Modest Style

‘Topless Jihad Day’ Memicu Kampanye Tandingan

,

Sebuah hari internasional yang menyerukan perempuan untuk bertelanjang dada atas nama kebebasan melahirkan gerakan oposisi. Afia R Fitriati punya cerita.

Bayangan seorang aktivis hak perempuan dari kelompok Femen tampak dari balik bendera selama protes di luar kedutaan Tunisia di Stockholm pada 4 April 2013. AFP PHOTO/JONATHAN NACKSTRAND
Bayangan seorang aktivis hak perempuan dari kelompok Femen tampak dari balik bendera selama protes di luar kedutaan Tunisia di Stockholm pada 4 April 2013. AFP PHOTO/JONATHAN NACKSTRAND

Pada pertengahan Maret, warga Tunisia yang bernama Amina Tyler, 19 tahun, menjadi berita utama ketika ia memasang gambar dirinya bertelanjang dada di Facebook dengan kalimat ‘Persetan dengan moral Anda’ tertulis di dadanya. Amina mengatakan kepada surat kabar Tunisia Jadal bahwa ia ingin ‘membuat suara perempuan Tunisia terdengar dan melindungi mereka dari penindasan’. Amina berafiliasi dengan Femen, sebuah kelompok aktivis yang sering menggelar kampanye telanjang dada untuk mengarahkan perhatian masyarakat pada topik keprihatinan mereka.

Tindakannya memancing perhatian nasional. Foto setengah telanjang Amina di halaman Facebook Femen Tunisia segera disusul dengan foto-foto telanjang dada lainnya yang mengusung pesan yang sama. Menyusul pemajangan gambar-gambar tersebut, halaman Facebook itu diretas dan foto-foto di dalamnya diganti dengan ayat-ayat Alquran. Seorang ulama Tunisia mengutuk tindakan berani Amina dengan mengatakan bahwa dia harus dihukum dengan cambukan atau dilempari batu sampai mati. Amina sendiri menghilang menyusul kecaman luas terhadap dirinya.

Menghilangnya Amina kemudian mendorong gelombang protes di seluruh Eropa oleh para aktivis Femen. Femen menyelenggarakan petisi yang menyerukan penuntutan terhadap mereka yang telah mengancam keselamatan Amina, dan pada hari Kamis mengadakan ‘Topless Jihad Day’. Di Paris, Berlin, Stockholm, Milan dan Kiev, puluhan aktivis Femen menggelar protes dengan menggunakan dada telanjang mereka sebagai papan pesan untuk menampilkan slogan-slogan seperti ‘Bebaskan Amina’, ‘Dada bugil melawan Islamisme’, dan ‘kebebasan telanjang’.
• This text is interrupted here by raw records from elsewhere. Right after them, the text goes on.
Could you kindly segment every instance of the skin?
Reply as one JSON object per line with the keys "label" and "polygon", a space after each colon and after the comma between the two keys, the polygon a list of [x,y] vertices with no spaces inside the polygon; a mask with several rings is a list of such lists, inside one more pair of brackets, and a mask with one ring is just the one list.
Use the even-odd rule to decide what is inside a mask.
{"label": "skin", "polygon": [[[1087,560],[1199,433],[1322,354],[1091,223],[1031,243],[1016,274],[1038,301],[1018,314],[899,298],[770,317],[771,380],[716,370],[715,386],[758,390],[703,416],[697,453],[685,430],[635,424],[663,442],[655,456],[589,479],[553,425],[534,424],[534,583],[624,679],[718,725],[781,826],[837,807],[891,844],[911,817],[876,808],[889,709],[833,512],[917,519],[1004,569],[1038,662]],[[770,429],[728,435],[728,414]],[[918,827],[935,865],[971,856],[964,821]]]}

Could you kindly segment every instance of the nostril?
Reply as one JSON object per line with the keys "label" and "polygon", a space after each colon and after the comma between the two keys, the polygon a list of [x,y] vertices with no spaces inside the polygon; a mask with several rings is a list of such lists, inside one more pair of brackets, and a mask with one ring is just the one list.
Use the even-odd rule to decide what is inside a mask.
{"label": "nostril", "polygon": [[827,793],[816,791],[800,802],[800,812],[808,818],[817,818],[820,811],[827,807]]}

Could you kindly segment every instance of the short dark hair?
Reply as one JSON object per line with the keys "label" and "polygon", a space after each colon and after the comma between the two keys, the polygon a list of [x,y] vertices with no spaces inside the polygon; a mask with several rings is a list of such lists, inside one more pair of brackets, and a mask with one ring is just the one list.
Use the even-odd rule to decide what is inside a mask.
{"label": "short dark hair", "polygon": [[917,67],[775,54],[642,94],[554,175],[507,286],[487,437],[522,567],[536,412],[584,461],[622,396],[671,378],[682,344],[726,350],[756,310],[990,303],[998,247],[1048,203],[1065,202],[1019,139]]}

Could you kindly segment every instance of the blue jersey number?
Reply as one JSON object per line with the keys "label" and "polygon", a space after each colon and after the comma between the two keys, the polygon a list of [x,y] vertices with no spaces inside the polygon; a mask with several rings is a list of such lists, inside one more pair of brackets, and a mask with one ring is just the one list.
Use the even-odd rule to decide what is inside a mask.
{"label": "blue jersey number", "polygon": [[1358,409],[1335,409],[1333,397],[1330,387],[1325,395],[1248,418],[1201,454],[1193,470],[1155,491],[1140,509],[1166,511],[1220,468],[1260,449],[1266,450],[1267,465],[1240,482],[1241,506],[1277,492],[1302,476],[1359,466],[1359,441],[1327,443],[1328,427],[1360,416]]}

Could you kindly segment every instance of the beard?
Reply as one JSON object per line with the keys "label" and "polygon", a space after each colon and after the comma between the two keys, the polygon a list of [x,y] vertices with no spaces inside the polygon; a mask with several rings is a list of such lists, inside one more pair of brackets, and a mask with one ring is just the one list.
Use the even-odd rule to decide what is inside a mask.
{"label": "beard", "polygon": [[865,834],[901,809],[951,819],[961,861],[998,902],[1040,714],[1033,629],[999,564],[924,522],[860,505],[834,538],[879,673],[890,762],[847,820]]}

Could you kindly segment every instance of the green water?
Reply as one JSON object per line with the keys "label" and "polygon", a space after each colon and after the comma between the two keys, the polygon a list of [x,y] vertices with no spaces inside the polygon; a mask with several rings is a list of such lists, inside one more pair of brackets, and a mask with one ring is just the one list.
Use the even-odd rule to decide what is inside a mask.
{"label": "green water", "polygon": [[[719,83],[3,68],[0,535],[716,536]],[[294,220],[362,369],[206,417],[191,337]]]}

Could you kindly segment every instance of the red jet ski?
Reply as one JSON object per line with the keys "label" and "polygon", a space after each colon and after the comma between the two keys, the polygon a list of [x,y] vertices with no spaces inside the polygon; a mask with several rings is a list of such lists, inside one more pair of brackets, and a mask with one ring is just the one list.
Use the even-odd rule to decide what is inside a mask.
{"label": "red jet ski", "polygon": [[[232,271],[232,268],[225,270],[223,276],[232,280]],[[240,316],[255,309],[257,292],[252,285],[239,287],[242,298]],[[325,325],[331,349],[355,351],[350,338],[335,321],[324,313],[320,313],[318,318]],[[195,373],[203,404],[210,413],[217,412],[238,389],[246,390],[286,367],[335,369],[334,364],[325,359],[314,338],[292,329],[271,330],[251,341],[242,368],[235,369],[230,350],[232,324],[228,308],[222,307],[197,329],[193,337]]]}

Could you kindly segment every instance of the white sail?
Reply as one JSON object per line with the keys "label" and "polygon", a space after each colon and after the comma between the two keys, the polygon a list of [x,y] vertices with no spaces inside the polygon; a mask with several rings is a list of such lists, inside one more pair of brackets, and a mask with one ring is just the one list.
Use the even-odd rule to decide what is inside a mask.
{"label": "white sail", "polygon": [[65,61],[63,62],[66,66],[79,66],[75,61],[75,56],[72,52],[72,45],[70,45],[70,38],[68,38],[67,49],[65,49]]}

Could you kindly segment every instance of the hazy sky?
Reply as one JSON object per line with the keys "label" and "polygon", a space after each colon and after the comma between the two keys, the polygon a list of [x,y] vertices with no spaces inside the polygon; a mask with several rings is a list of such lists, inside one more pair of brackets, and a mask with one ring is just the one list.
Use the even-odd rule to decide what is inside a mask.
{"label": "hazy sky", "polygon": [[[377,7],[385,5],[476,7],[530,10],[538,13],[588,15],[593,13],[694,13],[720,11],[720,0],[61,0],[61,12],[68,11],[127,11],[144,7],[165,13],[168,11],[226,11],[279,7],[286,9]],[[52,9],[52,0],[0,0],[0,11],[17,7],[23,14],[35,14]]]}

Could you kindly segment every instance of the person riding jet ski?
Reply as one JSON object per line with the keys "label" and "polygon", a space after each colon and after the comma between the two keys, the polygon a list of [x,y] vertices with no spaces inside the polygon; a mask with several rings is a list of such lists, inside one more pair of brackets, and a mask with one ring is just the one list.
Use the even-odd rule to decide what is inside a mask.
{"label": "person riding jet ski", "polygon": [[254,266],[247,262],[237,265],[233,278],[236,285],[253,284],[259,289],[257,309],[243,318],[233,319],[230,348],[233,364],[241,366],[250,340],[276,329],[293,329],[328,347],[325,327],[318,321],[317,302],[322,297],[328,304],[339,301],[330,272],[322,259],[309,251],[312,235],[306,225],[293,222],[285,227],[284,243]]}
Dalam menanggapi protes tersebut, sekelompok perempuan muslim yang menyebut diri mereka Muslim Women Against Femen telah mulai mengadakan kampanye tandingan bertajuk ‘Hari Harga Diri Muslimah’. Kelompok ini mengimbau para pendukungnya untuk mengirim foto yang menjawab pernyataan Femen serta men-twit dengan tagar #MuslimahPride. Dua gambar di antaranya di bawah ini:

Foto 1: Zarah Sultana/Muslim Women Against Femen
Foto 1: Zarah Sultana/Muslim Women Against Femen

 

Foto 2: Sofia Ahmed/Muslim Women Against Femen
Foto 2: Sofia Ahmed/Muslim Women Against Femen

Di Twitter, Mariam Mansour berkicau, ‘Apa yang perlu disesali? Kalian ingin saya bertelanjang dada untuk membuktikan bahwa hijab tidak menindas saya? Saya merasa tertindas diminta untuk melakukan itu.’ Pengguna Twitter lainnya dengan nama Elle Armageddon berkomentar, ‘Saya senang tak terkira atas protes tanggapan #MuslimahPride terhadap Femen. Saya gembira melihat wanita memperjuangkan diri mereka sendiri.’

Sementara itu, berembus berita bahwa Amina dirawat di rumah sakit jiwa oleh keluarganya, namun pengacaranya mengatakan kepada para wartawan bahwa dia aman, ‘baik-baik saja dan akan segera bersekolah lagi.’